Echoing remarks made by Chief Cabinet Secretary Yoshihide Suga earlier this week, Prime Minister Shinzo Abe announced on Friday that his administration would not revise a landmark apology made to “comfort women” forced to work in Japan’s military brothels during WWII.
“With regard to the comfort women issue, I am deeply pained to think of the comfort women who experienced immeasurable pain and suffering, a feeling I share equally with my predecessors,” Abe told a parliamentary committee, according to a statement issued by the Ministry of Foreign Affairs (MOFA). “The Kono Statement addresses this issue… As my [Secretary Suga] stated in press conferences, the Abe cabinet has no intention to review it.”
The Kono Statement was delivered in 1993 by then Chief Cabinet Secretary Yohei Kono after a government study of the issue that began in 1991. It acknowledges that women, primarily South Koreans, were “recruited against their will, through coaxing [and] coercion.”
An English translation of the statement provided by MOFA, reads:
Undeniably, this was an act, with the involvement of the military authorities of the day, that severely injured the honor and dignity of many women.
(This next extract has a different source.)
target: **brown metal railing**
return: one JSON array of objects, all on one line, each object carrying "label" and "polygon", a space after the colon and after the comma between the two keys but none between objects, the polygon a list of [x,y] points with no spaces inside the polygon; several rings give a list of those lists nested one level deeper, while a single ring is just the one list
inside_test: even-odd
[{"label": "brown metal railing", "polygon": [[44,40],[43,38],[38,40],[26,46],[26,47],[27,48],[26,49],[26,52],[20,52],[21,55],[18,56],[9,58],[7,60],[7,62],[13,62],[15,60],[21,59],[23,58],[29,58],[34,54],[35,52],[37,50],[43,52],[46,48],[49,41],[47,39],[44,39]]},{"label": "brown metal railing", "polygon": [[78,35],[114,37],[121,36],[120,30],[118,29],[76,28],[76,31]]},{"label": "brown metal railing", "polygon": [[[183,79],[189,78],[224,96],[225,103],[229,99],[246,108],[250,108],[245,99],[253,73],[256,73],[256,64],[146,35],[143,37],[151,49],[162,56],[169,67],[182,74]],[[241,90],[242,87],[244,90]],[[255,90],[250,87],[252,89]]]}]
The Government of Japan would like to take this opportunity once again to extend its sincere apologies and remorse to all those, irrespective of place of origin, who suffered immeasurable pain and incurable physical and psychological wounds as comfort women.”
It also includes a paragraph that appears to contradict Japan’s current rightward shift, as several public officials, and indeed the Prime Minister himself, have been accused of promoting historical revisionism:
We shall face squarely the historical facts as described above instead of evading them, and take them to heart as lessons of history. We hereby reiterated our firm determination never to repeat the same mistake by forever engraving such issues in our memories through the study and teaching of history.
Historians claim that as many as 200,000 women were enslaved by Japan’s imperial army. While the vast majority came from Korea, a Japanese colony from 1910 until 1945, others were forcibly “recruited” from China, Taiwan, the Philippines and Indonesia.
South Korea’s Yonhap news agency reported that Abe’s decision was likely influenced by “diplomatic pressure” coming from the U.S.
Barack Obama and his counterparts in Washington have been trying to cool tensions between Japan, South Korea and China since Abe’s visit to the controversial Yasukuni war shrine last year, compounded by ongoing territorial disputes, brought diplomatic relations to their lowest point in years.
Despite Abe’s promise to keep the Kono Statement as-is, a government panel still plans to verify testimony from 16 former sex slaves who were involved in its formation – infuriating many Koreans.
Suga told reporters that the original investigation focused more on “accommodat[ing] the feelings of South Koreans rather than establish[ing] the facts.”